Israel indes würde noch ein Jahr lang das Recht auf Wahrnehmung seiner Sicherheitsinteressen ausüben, während nicht näher genannte «TCN» (Angehörige von Drittstaaten) und «westliche» militärische Auftragnehmer, d. h. wohl Söldner, für die innere Sicherheit sorgen würden. Deren Einsatz würde im Laufe der zehn Jahre allmählich abnehmen, bis eine lokale Polizei die Kontrolle übernehmen könnte. 

Siedlungen nicht vorgesehen

Gemäss der in der Schweiz domizilierten NGO «Trial International» ist der Plan der BCG eine Blaupause für eine Massendeportation, die als Entwicklung deklariert wird: «Das Ergebnis? Ein Lehrbuchbeispiel für internationale Verbrechen ungeahnten Ausmasses: Bevölkerungstransfer unter Zwang, demografische Manipulation und Kollektivstrafe.» Die NGO warnt, dass am Projekt Beteiligte unter diversen Anklagepunkten zur Rechenschaft gezogen werden könnten. 

Derweil hält «Haaretz»-Kommentator David Rosenberg ironisch fest, Israels Siedlern müsste der Plan eigentlich schlaflose Nächte bereiten, denn sie kämen darin überhaupt nicht vor, auch nicht als Bewohner von «Smarten Städten». Dies, obwohl Finanzminister Bezalel Smotrich vergangene Woche erneut die Annektierung und Besiedlung Gazas gefordert hat: «Israel muss für immer die Kontrolle über den ganzen Küstenstreifen übernehmen. Wir werden einen Sicherheitsgürtel in Besitz nehmen und die Tore Gazas für freiwillige Einwanderung öffnen.» Benjamin Netanjahu dagegen hat wiederholt gesagt, Israel wolle die Kontrolle über ganz Gaza übernehmen, nicht aber das Gebiet besitzen. 

«Gaza für immer unser»

Auch so sind Ende Juli rund 2’000 Israelis zur Grenze Gazas marschiert, um 20 Jahre nach dem Abzug aus dem Gebiet für die erneute Besiedlung des Küstenstreifens zu demonstrieren. «Nur Besiedelung bringt Sicherheit» oder «Gaza für immer unser» war auf mitgeführten Utensilien zu lesen. Den Initianten des Protestmarschs zufolge sind über 1’000 jüdische Familien bereit, ohne Verzug nach Gaza aufzubrechen – in jene Gebiete im Norden, wo früher die Siedlungen Dugit, Nisanit und Elei Sinai standen. 

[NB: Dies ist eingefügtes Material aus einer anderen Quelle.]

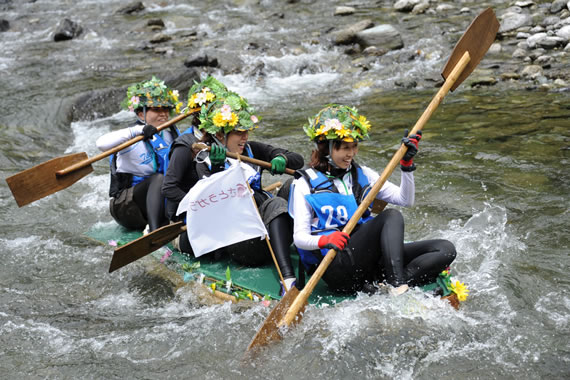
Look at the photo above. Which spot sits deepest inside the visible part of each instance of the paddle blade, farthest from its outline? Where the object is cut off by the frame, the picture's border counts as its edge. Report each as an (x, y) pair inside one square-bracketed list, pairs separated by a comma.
[(145, 245), (476, 40), (269, 332), (40, 181)]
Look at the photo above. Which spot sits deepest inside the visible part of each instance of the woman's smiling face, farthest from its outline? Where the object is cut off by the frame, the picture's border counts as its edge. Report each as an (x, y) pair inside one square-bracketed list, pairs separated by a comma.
[(344, 155)]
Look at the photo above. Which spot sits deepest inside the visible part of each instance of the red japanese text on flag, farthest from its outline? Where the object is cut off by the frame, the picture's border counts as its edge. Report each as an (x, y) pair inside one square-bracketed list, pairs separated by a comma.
[(220, 211)]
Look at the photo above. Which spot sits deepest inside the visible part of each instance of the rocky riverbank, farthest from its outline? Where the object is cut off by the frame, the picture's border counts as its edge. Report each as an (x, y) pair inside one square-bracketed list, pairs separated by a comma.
[(387, 44)]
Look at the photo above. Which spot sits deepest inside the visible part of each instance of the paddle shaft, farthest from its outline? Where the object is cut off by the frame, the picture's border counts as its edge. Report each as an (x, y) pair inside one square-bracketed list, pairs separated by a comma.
[(300, 301), (116, 149), (255, 161)]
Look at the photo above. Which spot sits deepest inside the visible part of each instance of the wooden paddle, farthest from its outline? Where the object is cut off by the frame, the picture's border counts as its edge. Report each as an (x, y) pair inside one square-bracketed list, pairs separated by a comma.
[(466, 55), (61, 172), (147, 244)]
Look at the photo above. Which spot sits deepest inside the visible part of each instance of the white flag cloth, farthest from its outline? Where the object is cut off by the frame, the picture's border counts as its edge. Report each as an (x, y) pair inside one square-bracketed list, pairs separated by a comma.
[(220, 211)]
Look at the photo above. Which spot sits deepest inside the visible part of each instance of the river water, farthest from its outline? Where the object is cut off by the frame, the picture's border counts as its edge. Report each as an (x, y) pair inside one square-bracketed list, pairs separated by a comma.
[(490, 178)]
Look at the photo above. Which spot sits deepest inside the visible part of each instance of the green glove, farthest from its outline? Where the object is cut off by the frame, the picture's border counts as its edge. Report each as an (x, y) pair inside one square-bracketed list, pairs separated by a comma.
[(217, 155), (278, 165)]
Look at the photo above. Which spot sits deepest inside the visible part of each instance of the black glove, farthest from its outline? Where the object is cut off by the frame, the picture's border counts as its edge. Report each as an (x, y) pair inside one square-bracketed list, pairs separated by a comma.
[(407, 162), (148, 132), (217, 155)]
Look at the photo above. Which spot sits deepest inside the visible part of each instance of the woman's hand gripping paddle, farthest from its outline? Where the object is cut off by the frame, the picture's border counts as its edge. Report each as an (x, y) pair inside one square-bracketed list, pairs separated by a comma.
[(465, 57), (61, 172)]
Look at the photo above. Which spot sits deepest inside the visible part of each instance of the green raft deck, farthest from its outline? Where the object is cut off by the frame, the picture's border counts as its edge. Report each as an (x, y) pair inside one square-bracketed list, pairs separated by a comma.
[(246, 283), (257, 283)]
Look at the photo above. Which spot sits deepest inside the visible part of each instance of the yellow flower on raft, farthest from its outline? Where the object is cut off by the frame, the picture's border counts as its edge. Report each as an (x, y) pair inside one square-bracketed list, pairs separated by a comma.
[(460, 290)]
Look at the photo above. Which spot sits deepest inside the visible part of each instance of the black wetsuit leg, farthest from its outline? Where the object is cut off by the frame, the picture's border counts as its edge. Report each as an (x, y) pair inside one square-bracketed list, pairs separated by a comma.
[(147, 195), (426, 259), (375, 249), (281, 237)]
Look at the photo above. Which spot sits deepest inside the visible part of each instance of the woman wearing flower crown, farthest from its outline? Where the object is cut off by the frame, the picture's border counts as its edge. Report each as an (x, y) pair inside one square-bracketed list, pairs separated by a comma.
[(181, 174), (328, 193), (226, 119), (137, 171)]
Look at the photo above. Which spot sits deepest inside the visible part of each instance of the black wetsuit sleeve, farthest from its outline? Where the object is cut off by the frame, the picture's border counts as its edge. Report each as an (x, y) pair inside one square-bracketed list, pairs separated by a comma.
[(266, 152), (202, 170), (180, 175)]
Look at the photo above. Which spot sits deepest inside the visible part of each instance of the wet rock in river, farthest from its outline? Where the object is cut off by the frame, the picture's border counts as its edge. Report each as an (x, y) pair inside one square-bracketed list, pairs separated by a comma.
[(131, 8), (155, 23), (533, 40), (564, 32), (344, 11), (532, 71), (524, 3), (201, 61), (374, 51), (557, 6), (519, 53), (405, 5), (510, 76), (420, 8), (550, 20), (444, 7), (348, 35), (495, 48), (160, 38), (67, 30), (483, 81), (514, 19), (381, 36), (406, 83)]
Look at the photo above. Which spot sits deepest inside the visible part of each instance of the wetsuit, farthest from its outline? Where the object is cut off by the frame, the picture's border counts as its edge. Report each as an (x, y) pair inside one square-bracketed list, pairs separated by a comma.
[(180, 177), (321, 204), (273, 210), (136, 176)]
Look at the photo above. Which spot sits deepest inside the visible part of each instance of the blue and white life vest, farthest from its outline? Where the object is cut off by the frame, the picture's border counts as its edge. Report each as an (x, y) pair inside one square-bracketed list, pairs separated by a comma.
[(159, 150), (332, 209)]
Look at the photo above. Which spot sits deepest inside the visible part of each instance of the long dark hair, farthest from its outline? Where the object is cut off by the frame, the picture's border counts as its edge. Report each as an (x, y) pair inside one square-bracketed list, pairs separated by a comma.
[(319, 156)]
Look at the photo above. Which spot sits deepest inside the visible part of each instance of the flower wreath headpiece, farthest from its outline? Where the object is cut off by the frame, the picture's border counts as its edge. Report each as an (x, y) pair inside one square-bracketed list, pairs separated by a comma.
[(220, 109), (152, 93), (337, 122)]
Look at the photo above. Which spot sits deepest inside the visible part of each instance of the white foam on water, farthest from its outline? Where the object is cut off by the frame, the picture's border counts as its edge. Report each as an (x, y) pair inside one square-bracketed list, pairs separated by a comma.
[(97, 198), (171, 8), (52, 339), (85, 133), (273, 89), (556, 307)]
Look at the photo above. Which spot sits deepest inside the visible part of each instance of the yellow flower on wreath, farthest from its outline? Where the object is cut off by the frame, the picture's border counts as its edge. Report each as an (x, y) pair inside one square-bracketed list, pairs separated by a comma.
[(364, 122), (460, 290), (233, 122), (343, 133)]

Auf jeden Fall existieren detaillierte Pläne von sechs Siedlergruppen, wo genau sie bauen und wo einzelne wohnen wollen. Und die palästinensische Bevölkerung? «Sie sind sehr interessiert daran, freiwillig zu gehen», sagte ein demonstrierender Siedleraktivist auf einem Hügel mit Blick auf Gaza, von wo aus die Rauchpilze der Bomben zu sehen sind, mit denen Kampfjets der israelischen Luftwaffe das Gebiet fast ohne Unterlass attackieren.